TEMPI DI PASSIONE SPORTIVA E DI INGANNI FINANZIARI

RAOUL GHISLETTA, MUNICIPALE

Oneri annuali
Preoccupa l’aumento degli oneri annuali per l’Arena sportiva e per il Polo sportivo degli eventi (PSE). La nuova Arena sportiva, che sarà consegnata il prossimo 28 febbraio, necessita di un aumento del fabbisogno comunale di 4,6 mio di fr. annui rispetto all’era Cornaredo. La crescita dei costi a carico della Città permetterà alla squadra del miliardario statunitense Joe Mansueto di continuare a giocare nel massimo campionato. I calcoli mirabolanti sull’indotto del calcio svizzero, recentemente pubblicati, non esplicitano mai l’importante finanziamento da parte delle Città (non solo di Lugano), che realizzano gli stadi a loro spese, facendo pagare modesti affitti ai club.
Per l’insieme del PSE il maggior fabbisogno a carico della Città ammonterà a 15 mio di fr. annui, ossia l’equivalente di 4,6 punti di moltiplicatore d’imposta: non corrispondeva quindi al vero che fossero sufficienti 3 punti in più di moltiplicatore. I 5 mio di fr. all’anno di costi in eccesso dovranno essere risparmiati dal Comune. Ma le misure di rientro, che la maggioranza del Municipio imporrà nel 2026, saranno nettamente superiori: oltre 20 milioni di fr. annui (= 6 punti di moltiplicatore) a causa del peggioramento delle finanze comunali a partire dal 2027. Non occorre un veggente per prevedere le conseguenze sulla popolazione: 1) minori/peggiori servizi per la cittadinanza; 2) aumento dei costi per il loro utilizzo.

Debiti
La Città non dispone dei mezzi – ben 250 mio di fr. – per finanziare l’Arena sportiva, il Polo sportivo e degli eventi, il Maglio e Cornaredo Sud.

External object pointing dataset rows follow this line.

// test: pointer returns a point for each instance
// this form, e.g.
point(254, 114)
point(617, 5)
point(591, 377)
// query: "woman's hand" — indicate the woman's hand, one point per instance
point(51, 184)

Nel 2026 Lugano non riuscirà nemmeno ad autofinanziare sufficientemente gli investimenti non sportivi (strade, piazze, edifici, parchi, contributi ad opere di depurazione, di protezione civile e di mobilità regionale), che ammontano a 70 milioni di fr. Tenendo conto del deficit della gestione corrente, delle entrate da terzi per gli investimenti e degli ammortamenti, per raggiungere la sufficienza mancano ca. 40 mio Fr. (= 12 punti di moltiplicatore).
Quali sono le risposte della maggioranza del Municipio per far fronte all’importante debito contratto per il PSE e alla crescita regolare del debito per finanziare gli investimenti basilari? Sono la vendita massiccia di beni della Città (per un ammontare di 200-300 milioni di fr.) ed il taglio degli investimenti di base. Una scelta ingiusta per la popolazione, inaccettabile per i quartieri e finanziariamente ingannevole in quanto non risolve i problemi in modo duraturo. Vendere beni strategici della Città è un errore irreparabile e ridurrà l’indebitamento unicamente per alcuni anni. Ricordo che lo scenario della vendita di beni della Città era escluso dal messaggio municipale 10774 del 23.12.2020 sul PSE: ecco un altro elemento finanziario di peso che i responsabili politici del dossier disvelano soltanto ora.

Lottare
Nonostante l’ampio e comprensibile entusiasmo per l’inaugurazione dell’Arena sportiva e del Palazzetto dello sport, il Comune e la cittadinanza saranno chiamati a confrontarsi con le criticità evocate, che scaturiscono da una gestione finanziaria poco oculata e molto opaca del progetto PSE. Di fronte all’entità dei problemi chi potrà restare indifferente? L’opposizione a questa politica finanziaria, nociva per i più, è dovere ed interesse di tutti noi.